Question

question 15 of 22. if the function f(x)=2x² - 7x + 5 is in the xy - plane, where y = f(x), then what is the value of the x - intercept of the function f(x)? a. (-⅖,0) b. (-1,0) c. (0,⅖) d. (⅖,0)

Explanation:

Step1: Recall x - intercept definition

The x - intercept is found by setting \(y = f(x)=0\). So we set \(2x^{2}-7x + 5=0\).

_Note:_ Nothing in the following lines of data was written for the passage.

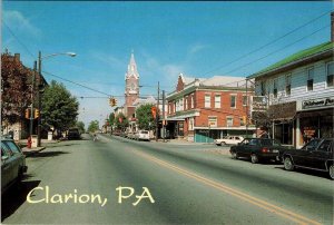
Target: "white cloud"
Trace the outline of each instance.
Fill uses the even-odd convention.
[[[24,32],[33,36],[35,38],[40,38],[42,32],[39,28],[35,27],[28,18],[26,18],[21,12],[16,10],[2,10],[3,21],[12,29],[19,32]]]

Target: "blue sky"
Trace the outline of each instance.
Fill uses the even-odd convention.
[[[174,90],[179,72],[193,77],[246,77],[291,53],[328,41],[330,13],[230,63],[331,9],[331,1],[2,1],[2,20],[16,36],[2,26],[2,51],[7,48],[11,53],[21,53],[28,67],[33,66],[39,50],[42,56],[76,52],[75,58],[43,60],[42,70],[110,96],[124,96],[124,77],[134,50],[144,86],[140,92],[156,95],[158,81],[163,89]],[[310,36],[323,27],[326,28]],[[48,81],[63,82],[75,96],[106,97],[45,76]],[[102,120],[112,111],[106,98],[78,100],[79,120],[86,124]],[[124,98],[118,101],[124,102]]]

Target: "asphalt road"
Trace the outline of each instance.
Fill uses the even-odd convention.
[[[321,173],[234,160],[213,145],[85,137],[27,158],[2,223],[333,224],[334,183]]]

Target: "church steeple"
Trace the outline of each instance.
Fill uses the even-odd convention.
[[[130,62],[128,65],[128,71],[127,71],[125,78],[128,79],[130,77],[135,77],[136,79],[139,79],[139,72],[137,70],[137,63],[135,60],[134,50],[131,51],[131,58],[130,58]]]

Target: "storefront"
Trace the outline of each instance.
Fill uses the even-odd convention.
[[[297,147],[312,138],[333,138],[334,97],[299,101],[297,105]]]

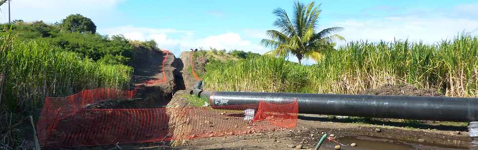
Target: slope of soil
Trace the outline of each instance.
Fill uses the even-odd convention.
[[[192,61],[190,58],[192,53],[185,52],[181,54],[181,58],[184,64],[184,68],[187,68],[187,66],[190,65],[189,64]],[[205,64],[205,63],[200,62],[198,65],[202,65],[203,67]],[[195,65],[194,67],[201,68],[200,66],[197,67]],[[195,83],[194,78],[192,77],[192,75],[184,69],[181,72],[186,89],[191,88]],[[179,96],[179,95],[188,94],[186,92],[178,92],[177,93],[178,96],[175,95],[170,104],[175,107],[187,106],[187,98],[185,98],[187,96]],[[384,85],[377,89],[369,89],[362,94],[443,96],[442,94],[436,90],[418,89],[406,85]],[[296,130],[182,140],[180,142],[176,142],[175,145],[178,146],[176,148],[187,150],[286,150],[296,149],[296,148],[290,148],[291,145],[295,147],[302,145],[303,148],[312,149],[320,136],[324,133],[335,134],[339,137],[338,139],[340,139],[340,137],[368,136],[384,139],[393,139],[398,141],[408,141],[407,142],[408,143],[409,143],[409,145],[402,146],[409,146],[411,149],[466,148],[469,146],[471,141],[466,132],[466,126],[461,124],[456,125],[451,123],[451,125],[442,125],[434,123],[434,122],[424,122],[426,123],[425,124],[414,125],[392,121],[396,120],[390,119],[381,119],[374,120],[365,123],[357,123],[357,120],[350,118],[332,119],[326,115],[301,114],[299,117],[298,127]],[[409,127],[410,126],[413,128]],[[380,131],[377,131],[377,129],[379,129]],[[423,140],[425,142],[423,142]],[[321,148],[321,150],[333,149],[336,145],[337,144],[332,141],[326,141],[322,147],[327,148]]]
[[[184,89],[179,71],[182,64],[168,51],[139,48],[131,61],[134,68],[132,89],[137,94],[132,100],[104,101],[90,106],[92,109],[146,109],[163,107],[173,94]],[[145,83],[154,81],[152,83]]]

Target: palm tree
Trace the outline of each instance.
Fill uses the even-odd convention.
[[[319,17],[322,11],[320,4],[315,6],[312,2],[305,5],[297,1],[294,6],[292,20],[283,9],[276,8],[273,13],[278,18],[274,25],[280,31],[271,30],[267,31],[270,39],[263,39],[261,45],[273,49],[266,54],[276,56],[295,55],[299,64],[303,58],[312,58],[315,60],[322,56],[320,52],[333,49],[336,40],[344,40],[343,37],[334,34],[341,31],[341,27],[332,27],[316,33]]]

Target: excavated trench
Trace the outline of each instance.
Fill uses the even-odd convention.
[[[191,64],[199,66],[202,66],[202,67],[207,63],[207,60],[205,61],[200,61],[199,63],[193,63],[192,60],[192,52],[183,52],[179,58],[176,58],[174,55],[170,54],[169,56],[166,57],[164,53],[155,52],[154,51],[144,50],[140,51],[138,52],[136,56],[138,57],[134,57],[134,61],[132,66],[135,68],[135,73],[133,75],[134,84],[132,87],[138,88],[138,94],[132,100],[121,100],[121,101],[109,101],[99,103],[92,107],[92,109],[140,109],[140,108],[157,108],[159,107],[167,108],[179,108],[184,107],[188,106],[187,96],[185,95],[188,95],[189,90],[193,88],[194,85],[197,81],[193,75],[188,70],[188,68],[190,67]],[[145,59],[143,57],[146,57]],[[160,58],[158,59],[158,58]],[[163,69],[158,69],[161,67],[162,59],[160,58],[166,58],[165,61]],[[158,79],[160,77],[161,75],[164,74],[166,76],[166,79],[164,82],[160,84],[153,85],[142,85],[141,83],[148,80]],[[403,89],[403,88],[402,88]],[[386,89],[386,91],[391,91],[390,89]],[[402,92],[402,93],[413,93],[414,91],[407,92]],[[372,94],[379,94],[378,93]],[[435,94],[435,93],[433,93]],[[436,95],[435,95],[436,96]],[[441,95],[440,95],[441,96]],[[303,117],[302,117],[303,118]],[[299,118],[300,119],[300,118]],[[463,131],[462,128],[460,128],[458,131],[461,131],[461,135],[455,135],[450,136],[447,135],[443,132],[450,132],[450,130],[445,131],[441,133],[428,133],[417,131],[408,131],[403,129],[390,129],[390,132],[385,135],[380,134],[372,134],[370,133],[375,133],[371,131],[371,129],[373,127],[364,127],[362,125],[354,125],[351,127],[349,125],[345,125],[344,127],[335,127],[337,123],[331,123],[329,122],[321,122],[317,120],[310,120],[310,119],[299,120],[298,127],[306,127],[310,129],[319,129],[322,131],[327,132],[336,132],[336,134],[340,134],[342,136],[338,138],[344,143],[355,142],[358,144],[358,146],[355,148],[345,147],[342,150],[408,150],[408,149],[467,149],[469,145],[464,143],[468,143],[470,141],[469,138],[467,137],[467,134],[465,131]],[[313,120],[313,119],[312,119]],[[386,120],[385,120],[385,121]],[[333,121],[332,121],[333,122]],[[332,126],[333,127],[327,127],[328,126]],[[429,129],[430,130],[430,129]],[[440,130],[438,129],[438,130]],[[319,132],[320,133],[320,132]],[[319,133],[313,133],[316,134],[319,134]],[[300,139],[302,137],[305,138],[309,136],[312,133],[303,132],[302,134],[298,134],[296,135],[284,135],[287,137],[286,139],[291,138],[291,142],[299,142],[301,141]],[[278,133],[279,135],[282,133]],[[422,136],[422,137],[426,137],[427,141],[432,141],[433,143],[420,143],[417,142],[416,139],[410,137],[415,137],[413,135]],[[429,136],[432,135],[433,136]],[[247,135],[246,135],[247,136]],[[235,137],[232,137],[235,138]],[[242,138],[238,137],[242,139]],[[172,145],[179,146],[179,149],[188,149],[194,148],[194,149],[208,149],[212,145],[211,142],[222,142],[214,141],[214,139],[199,139],[194,140],[189,140],[189,145],[187,147],[184,147],[185,143],[188,142],[188,140],[179,141],[179,142],[173,142]],[[225,138],[222,138],[225,139]],[[244,138],[245,139],[245,138]],[[274,141],[271,143],[258,143],[257,141],[253,141],[255,139],[251,140],[250,143],[245,146],[246,147],[254,146],[258,144],[258,147],[266,144],[271,144],[276,145],[276,146],[280,147],[281,145],[285,145],[283,143],[276,143]],[[301,141],[308,141],[310,140],[302,140]],[[221,140],[219,140],[220,141]],[[235,140],[233,140],[235,141]],[[246,140],[245,143],[247,143]],[[235,145],[235,146],[239,146],[243,142],[233,142],[232,143],[228,144]],[[440,141],[444,141],[440,143]],[[223,141],[227,142],[227,141]],[[317,142],[316,140],[310,140],[307,142],[309,145],[309,148],[313,147],[314,142]],[[267,143],[267,142],[266,142]],[[350,144],[350,143],[349,143]],[[323,148],[326,149],[333,149],[336,143],[328,141],[324,143]],[[227,144],[223,145],[224,149],[227,149]],[[141,147],[142,144],[138,145]],[[286,146],[283,146],[283,148],[286,148]],[[146,146],[141,149],[148,149],[149,146]],[[157,147],[156,147],[157,148]],[[276,149],[278,148],[276,148]],[[278,148],[280,149],[281,148]],[[155,148],[153,148],[153,149]]]

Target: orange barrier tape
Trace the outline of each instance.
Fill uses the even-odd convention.
[[[148,80],[145,82],[145,84],[146,85],[151,85],[151,84],[160,84],[165,82],[167,78],[166,77],[166,73],[164,72],[164,63],[168,61],[168,57],[169,56],[169,54],[171,53],[168,50],[163,50],[163,53],[166,53],[166,56],[164,56],[164,58],[162,60],[162,64],[161,65],[161,68],[160,69],[162,72],[162,78],[153,79]]]
[[[147,109],[81,109],[58,117],[65,112],[65,103],[46,103],[51,109],[42,117],[48,120],[39,127],[43,148],[65,148],[120,143],[240,135],[294,128],[297,102],[275,105],[259,103],[253,121],[245,120],[239,111],[224,113],[207,108]],[[257,109],[257,105],[226,106],[220,109]],[[282,109],[287,108],[287,109]],[[229,111],[230,112],[231,111]],[[58,119],[59,118],[59,119]],[[40,128],[41,127],[41,128]]]
[[[191,73],[193,74],[193,76],[194,77],[194,78],[196,79],[196,80],[201,80],[201,78],[198,76],[198,75],[196,75],[196,72],[194,71],[194,63],[193,63],[194,61],[194,54],[193,53],[193,55],[191,55]]]

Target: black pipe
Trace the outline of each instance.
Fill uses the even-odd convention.
[[[211,92],[202,90],[202,80],[196,82],[193,90],[189,92],[189,94],[194,94],[196,96],[205,99],[209,99],[211,96]]]
[[[457,122],[478,120],[476,98],[216,92],[209,97],[209,102],[214,107],[258,104],[260,100],[281,103],[293,99],[297,99],[301,113]]]

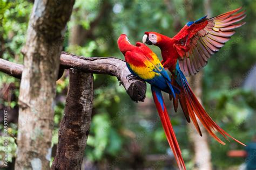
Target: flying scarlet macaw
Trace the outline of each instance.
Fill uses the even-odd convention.
[[[117,43],[124,54],[126,65],[134,76],[139,77],[151,85],[151,90],[156,106],[166,136],[168,143],[172,150],[179,168],[185,169],[181,152],[172,129],[161,91],[164,91],[176,98],[179,90],[171,84],[171,79],[162,64],[148,47],[137,42],[136,46],[130,42],[125,34],[119,37]]]
[[[154,32],[146,32],[143,41],[149,45],[158,46],[161,52],[163,66],[172,73],[172,84],[178,87],[180,93],[173,98],[177,111],[178,100],[187,122],[190,119],[198,133],[201,136],[196,115],[205,128],[215,139],[225,145],[215,134],[218,131],[225,138],[234,139],[220,128],[209,116],[192,92],[185,76],[196,74],[204,67],[208,59],[218,52],[230,36],[235,33],[233,29],[240,27],[245,22],[236,23],[246,17],[241,8],[211,18],[206,16],[195,22],[189,22],[173,38]],[[172,98],[172,96],[170,96]]]

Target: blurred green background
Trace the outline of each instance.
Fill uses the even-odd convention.
[[[0,0],[0,58],[22,63],[21,50],[25,44],[32,5],[32,1]],[[213,17],[241,6],[247,11],[247,23],[237,29],[231,40],[209,60],[200,88],[204,105],[213,119],[247,143],[256,134],[255,1],[77,0],[67,26],[63,51],[85,57],[123,59],[116,42],[122,33],[126,34],[132,43],[141,41],[147,31],[172,37],[186,22],[204,16],[206,11]],[[160,58],[158,48],[150,47]],[[145,102],[136,103],[116,77],[95,74],[94,79],[92,122],[83,167],[175,169],[176,163],[150,90]],[[68,84],[66,70],[57,81],[53,153]],[[12,137],[9,138],[9,158],[12,162],[16,148],[19,86],[19,80],[0,72],[0,110],[9,112],[9,130]],[[169,105],[172,123],[187,167],[193,169],[194,148],[189,136],[191,130],[181,110],[175,113],[172,105]],[[3,129],[2,123],[0,128]],[[1,137],[1,144],[3,140]],[[244,149],[242,146],[233,141],[223,146],[210,137],[207,142],[213,169],[235,169],[244,162],[242,158],[227,156],[228,151]],[[0,145],[0,160],[3,148]]]

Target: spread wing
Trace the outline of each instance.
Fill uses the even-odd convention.
[[[236,23],[246,16],[245,11],[239,11],[241,9],[190,22],[173,38],[173,45],[180,56],[180,69],[185,75],[197,74],[207,65],[208,59],[235,33],[233,30],[245,24]]]

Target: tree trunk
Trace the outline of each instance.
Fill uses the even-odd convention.
[[[185,6],[187,16],[190,21],[195,20],[193,18],[192,10],[193,4],[190,1],[185,1]],[[205,12],[210,11],[210,0],[204,1]],[[188,79],[190,84],[197,96],[199,102],[201,103],[201,98],[202,94],[202,77],[203,70],[201,70],[196,75],[191,76]],[[198,133],[196,131],[194,125],[190,123],[188,125],[189,136],[193,143],[194,150],[194,169],[198,170],[212,169],[211,150],[207,141],[207,134],[205,129],[203,128],[203,124],[197,119],[198,124],[201,127],[203,136],[200,137]]]
[[[35,1],[23,49],[15,169],[49,169],[63,36],[75,1]]]
[[[69,88],[52,169],[80,169],[91,124],[92,74],[69,70]]]

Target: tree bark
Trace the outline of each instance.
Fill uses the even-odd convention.
[[[15,169],[49,169],[63,36],[75,0],[36,0],[23,48]]]
[[[187,16],[190,21],[195,20],[193,18],[193,12],[192,10],[193,4],[192,2],[185,0],[185,5],[186,11]],[[204,2],[205,12],[209,12],[208,8],[210,7],[210,0],[206,0]],[[202,96],[202,78],[203,75],[203,70],[201,70],[196,75],[191,76],[188,79],[188,81],[191,86],[191,88],[197,96],[197,98],[201,103]],[[190,129],[189,136],[191,139],[194,146],[194,169],[204,170],[212,169],[212,162],[211,156],[211,150],[209,147],[207,138],[208,135],[206,133],[205,129],[204,129],[203,124],[199,121],[197,121],[199,126],[201,127],[201,131],[202,132],[202,137],[200,137],[196,131],[194,126],[192,123],[188,124]]]
[[[75,68],[84,73],[109,74],[120,81],[127,93],[134,101],[143,102],[146,96],[146,83],[140,79],[130,80],[131,74],[123,60],[113,57],[85,58],[62,52],[62,69]],[[21,65],[0,59],[0,71],[20,79],[23,67]]]
[[[92,74],[69,69],[69,87],[52,169],[80,169],[93,97]]]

Step2: Factor the quadratic equation

We factor \(2x^{2}-7x + 5\) as \(2x^{2}-2x-5x + 5=2x(x - 1)-5(x - 1)=(2x - 5)(x - 1)=0\).

Step3: Solve for x

If \(2x-5 = 0\), then \(2x=5\), \(x=\frac{5}{2}\); if \(x - 1=0\), then \(x = 1\). The x - intercepts are of the form \((x,0)\), so the x - intercepts are \((1,0)\) and \((\frac{5}{2},0)\). But if we assume there is a mistake in the problem - setup and we use the quadratic formula \(x=\frac{-b\pm\sqrt{b^{2}-4ac}}{2a}\) for \(ax^{2}+bx + c=0\) (here \(a = 2\), \(b=-7\), \(c = 5\)). \(x=\frac{7\pm\sqrt{(-7)^{2}-4\times2\times5}}{2\times2}=\frac{7\pm\sqrt{49 - 40}}{4}=\frac{7\pm\sqrt{9}}{4}=\frac{7\pm3}{4}\). When we take the plus - sign \(x=\frac{7 + 3}{4}=\frac{10}{4}=\frac{5}{2}\), when we take the minus - sign \(x=\frac{7-3}{4}=1\).

Answer:

None of the given options are correct. If we assume there is a mis - typing and we consider the general quadratic solution process, the x - intercepts of \(y = 2x^{2}-7x + 5\) are \((1,0)\) and \((\frac{5}{2},0)\).